If you’re sitting for much of the day, splurge on a good ergonomic office chair. Be sure to adjust your seating to sit in the optimal position – back straight, feet flat, elbows 90 degrees – to avoid injury.
Proper sitting posture
Regardless of the chair, prolonged sitting can cause adverse health problems like fatigue, back tension, and reduced heart efficiency. Alternately, consider a standing or adjustable desk, and get up and move around frequently.
Choose healthy paints (low/no VOCs) and building materials, and ensure the space has adequate ventilation. “Green conditions” can improve cognitive performance and positively impact strategy and information usage, according to a Harvard study.
NASA’s Clean Air Study found that common houseplants can remove harmful toxins from the air, and recommends one plant to every 100 square feet of space.

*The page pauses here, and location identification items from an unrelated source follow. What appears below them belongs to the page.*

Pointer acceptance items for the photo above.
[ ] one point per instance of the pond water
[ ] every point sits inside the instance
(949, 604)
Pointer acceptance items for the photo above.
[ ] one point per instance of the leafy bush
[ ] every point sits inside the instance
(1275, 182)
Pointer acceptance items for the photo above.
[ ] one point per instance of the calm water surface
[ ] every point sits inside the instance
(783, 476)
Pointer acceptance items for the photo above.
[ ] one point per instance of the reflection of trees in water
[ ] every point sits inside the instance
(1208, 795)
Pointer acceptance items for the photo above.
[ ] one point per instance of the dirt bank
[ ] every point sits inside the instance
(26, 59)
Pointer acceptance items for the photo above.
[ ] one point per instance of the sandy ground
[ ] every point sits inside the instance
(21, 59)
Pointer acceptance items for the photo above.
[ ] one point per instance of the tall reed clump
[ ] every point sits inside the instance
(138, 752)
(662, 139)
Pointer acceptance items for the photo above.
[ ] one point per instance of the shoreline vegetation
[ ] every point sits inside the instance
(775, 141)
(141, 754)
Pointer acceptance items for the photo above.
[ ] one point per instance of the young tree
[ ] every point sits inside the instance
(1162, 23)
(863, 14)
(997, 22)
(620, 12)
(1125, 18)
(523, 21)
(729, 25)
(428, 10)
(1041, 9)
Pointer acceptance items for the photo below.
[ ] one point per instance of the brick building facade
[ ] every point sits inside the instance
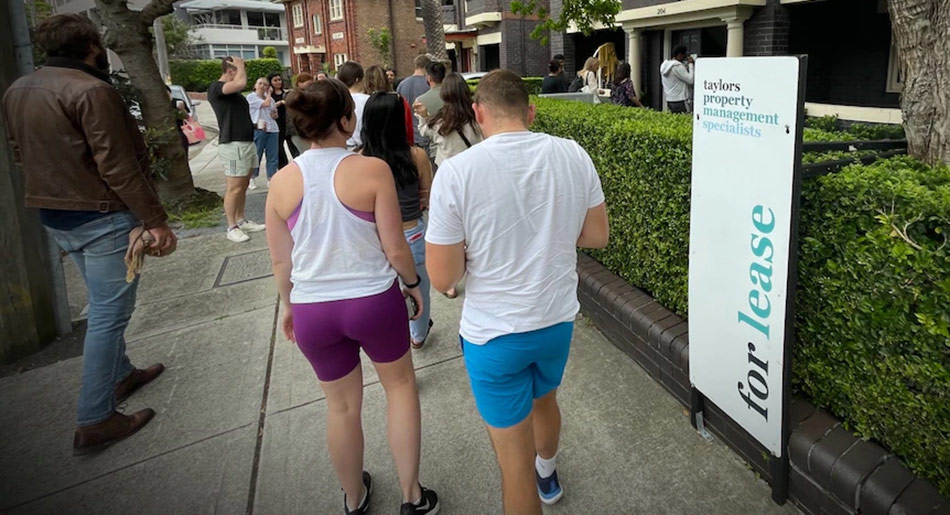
(852, 70)
(331, 32)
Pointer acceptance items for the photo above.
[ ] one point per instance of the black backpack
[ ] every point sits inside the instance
(576, 84)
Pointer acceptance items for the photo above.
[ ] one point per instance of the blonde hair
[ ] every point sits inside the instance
(591, 64)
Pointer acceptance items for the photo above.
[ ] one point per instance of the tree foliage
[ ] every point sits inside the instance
(180, 37)
(584, 14)
(381, 39)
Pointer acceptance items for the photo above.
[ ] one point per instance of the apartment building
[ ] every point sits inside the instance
(327, 33)
(852, 68)
(236, 27)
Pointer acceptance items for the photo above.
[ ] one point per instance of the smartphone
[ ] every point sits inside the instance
(412, 306)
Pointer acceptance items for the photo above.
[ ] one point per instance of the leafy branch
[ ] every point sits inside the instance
(584, 14)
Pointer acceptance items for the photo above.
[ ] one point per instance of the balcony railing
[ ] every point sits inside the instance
(263, 33)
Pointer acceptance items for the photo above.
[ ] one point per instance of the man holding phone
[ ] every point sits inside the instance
(677, 75)
(236, 148)
(510, 212)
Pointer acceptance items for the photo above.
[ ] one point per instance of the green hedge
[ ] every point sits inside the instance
(873, 299)
(197, 75)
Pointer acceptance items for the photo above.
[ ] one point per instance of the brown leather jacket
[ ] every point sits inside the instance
(79, 147)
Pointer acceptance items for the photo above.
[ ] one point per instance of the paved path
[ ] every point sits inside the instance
(241, 419)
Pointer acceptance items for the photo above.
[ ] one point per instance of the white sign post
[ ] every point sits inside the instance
(747, 119)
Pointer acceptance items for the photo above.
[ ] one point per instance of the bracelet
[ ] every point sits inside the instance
(416, 285)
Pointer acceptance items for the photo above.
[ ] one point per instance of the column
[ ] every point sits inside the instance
(633, 57)
(734, 37)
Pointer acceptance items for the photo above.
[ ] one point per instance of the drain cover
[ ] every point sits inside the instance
(243, 268)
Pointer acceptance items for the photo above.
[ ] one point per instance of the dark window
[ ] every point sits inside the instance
(255, 19)
(228, 17)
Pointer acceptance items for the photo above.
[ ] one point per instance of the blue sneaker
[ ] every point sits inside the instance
(549, 489)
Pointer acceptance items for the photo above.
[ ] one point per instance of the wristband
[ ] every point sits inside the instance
(415, 285)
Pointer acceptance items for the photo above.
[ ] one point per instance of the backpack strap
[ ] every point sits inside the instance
(462, 135)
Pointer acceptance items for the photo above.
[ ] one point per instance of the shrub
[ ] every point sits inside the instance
(197, 75)
(872, 339)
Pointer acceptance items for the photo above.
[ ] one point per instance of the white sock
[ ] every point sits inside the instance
(545, 467)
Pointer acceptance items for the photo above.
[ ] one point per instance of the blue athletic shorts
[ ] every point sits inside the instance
(510, 371)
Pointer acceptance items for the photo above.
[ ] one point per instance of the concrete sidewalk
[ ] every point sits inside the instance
(241, 420)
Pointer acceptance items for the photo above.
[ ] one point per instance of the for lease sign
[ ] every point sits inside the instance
(744, 151)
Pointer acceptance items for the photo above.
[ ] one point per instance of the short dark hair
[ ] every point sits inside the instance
(623, 73)
(67, 35)
(504, 93)
(350, 73)
(436, 72)
(421, 62)
(226, 64)
(319, 108)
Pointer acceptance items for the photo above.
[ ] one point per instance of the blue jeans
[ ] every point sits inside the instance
(267, 143)
(419, 329)
(98, 248)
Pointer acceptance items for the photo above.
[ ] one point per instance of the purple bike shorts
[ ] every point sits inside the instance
(330, 334)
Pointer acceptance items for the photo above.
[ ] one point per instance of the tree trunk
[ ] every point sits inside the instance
(128, 36)
(435, 33)
(921, 33)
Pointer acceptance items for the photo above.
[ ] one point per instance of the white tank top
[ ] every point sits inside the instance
(337, 255)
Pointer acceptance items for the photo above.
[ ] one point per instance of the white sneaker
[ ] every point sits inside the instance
(250, 226)
(237, 235)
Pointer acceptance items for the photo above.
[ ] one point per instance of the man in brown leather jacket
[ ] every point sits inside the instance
(86, 169)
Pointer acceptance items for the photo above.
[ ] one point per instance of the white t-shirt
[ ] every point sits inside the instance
(357, 139)
(518, 200)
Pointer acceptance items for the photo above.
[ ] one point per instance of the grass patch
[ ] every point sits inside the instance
(201, 210)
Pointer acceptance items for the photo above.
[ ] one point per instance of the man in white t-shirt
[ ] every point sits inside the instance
(510, 213)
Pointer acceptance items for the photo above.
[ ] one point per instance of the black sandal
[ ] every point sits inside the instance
(419, 345)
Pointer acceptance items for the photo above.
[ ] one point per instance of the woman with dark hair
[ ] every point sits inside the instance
(375, 82)
(453, 129)
(334, 227)
(279, 94)
(623, 92)
(384, 136)
(351, 74)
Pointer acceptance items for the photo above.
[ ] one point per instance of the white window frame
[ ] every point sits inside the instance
(317, 24)
(338, 60)
(336, 10)
(297, 11)
(895, 82)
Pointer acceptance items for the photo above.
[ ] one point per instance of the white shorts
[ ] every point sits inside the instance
(238, 158)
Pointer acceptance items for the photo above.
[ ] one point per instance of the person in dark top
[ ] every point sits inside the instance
(94, 191)
(623, 93)
(562, 75)
(553, 83)
(278, 94)
(181, 112)
(385, 137)
(236, 148)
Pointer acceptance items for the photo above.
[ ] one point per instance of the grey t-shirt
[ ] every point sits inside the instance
(410, 88)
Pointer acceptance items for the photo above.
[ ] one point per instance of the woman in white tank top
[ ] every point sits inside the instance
(336, 240)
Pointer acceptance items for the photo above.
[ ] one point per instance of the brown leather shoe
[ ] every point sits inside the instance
(98, 436)
(137, 379)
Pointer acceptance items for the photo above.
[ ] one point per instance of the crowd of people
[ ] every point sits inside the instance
(384, 195)
(676, 75)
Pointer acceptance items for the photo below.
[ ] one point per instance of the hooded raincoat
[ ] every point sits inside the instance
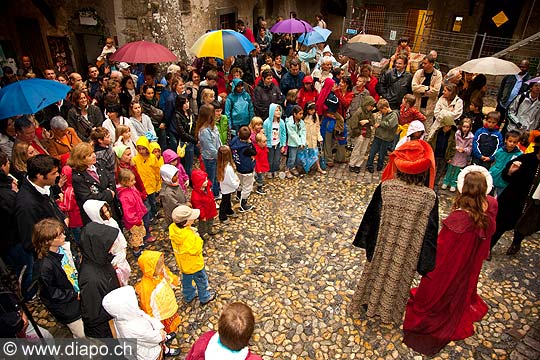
(155, 292)
(119, 261)
(148, 167)
(133, 323)
(97, 277)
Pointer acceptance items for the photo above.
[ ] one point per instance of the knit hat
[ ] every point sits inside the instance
(413, 157)
(120, 149)
(474, 168)
(183, 213)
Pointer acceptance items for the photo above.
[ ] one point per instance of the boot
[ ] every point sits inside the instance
(244, 206)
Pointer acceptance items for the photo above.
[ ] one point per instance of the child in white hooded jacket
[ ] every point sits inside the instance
(100, 212)
(131, 322)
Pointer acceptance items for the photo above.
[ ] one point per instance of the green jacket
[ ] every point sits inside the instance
(362, 114)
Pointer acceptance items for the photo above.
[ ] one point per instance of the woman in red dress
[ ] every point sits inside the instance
(445, 305)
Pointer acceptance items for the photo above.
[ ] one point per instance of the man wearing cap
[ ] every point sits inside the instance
(399, 232)
(125, 69)
(518, 199)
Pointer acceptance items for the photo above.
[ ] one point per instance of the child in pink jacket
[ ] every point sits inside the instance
(134, 211)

Not all plants are created equal, however – the study rated 18 plants for their air-cleaning powers:
See the full infographic by Love the Garden.
Catch some rays! A Northwestern University Study found that the amount of daylight exposure in office can impact sleep, activity and quality of life. People working in spaces with windows slept an average of 46 minutes more per night than their windowless counterparts. If your situation won’t allow for a window, be sure you’re stocking up on vitamin D supplements.
Finally, design your office with things that inspire you. What keeps you going? Is it your kids, your favorite quote, or the drive toward your goal? Represent that motivation visually in the space.
photos: Apartment34, The Financial Diet
BONUS: improvements to your home office space are legitimate business expenses and could be tax deductible!
“Improvements and business expenses need to specifically relate to your home office, so be sure to keep copies of receipts for all material purchases. As tempting as it may be, don’t try to claim a kitchen renovation or swimming pool installation – expenses that are too large will raise a flag with your country’s tax authorities.” – Will Hillock, Tax Expert, Shopify
At my desk, the ceiling soars overhead, natural light streams in through industrial windows, and my pod-mates are engaged in a heated game of foosball. We’re not showing off. We’re building spaces where people want to be, and where we can make Shopify great for our merchants.
As an entrepreneur, you’re likely logging more hours at your desk than I am, and you’ve worked hard to build your business. Treat yourself with a space that inspires you to do what you do best.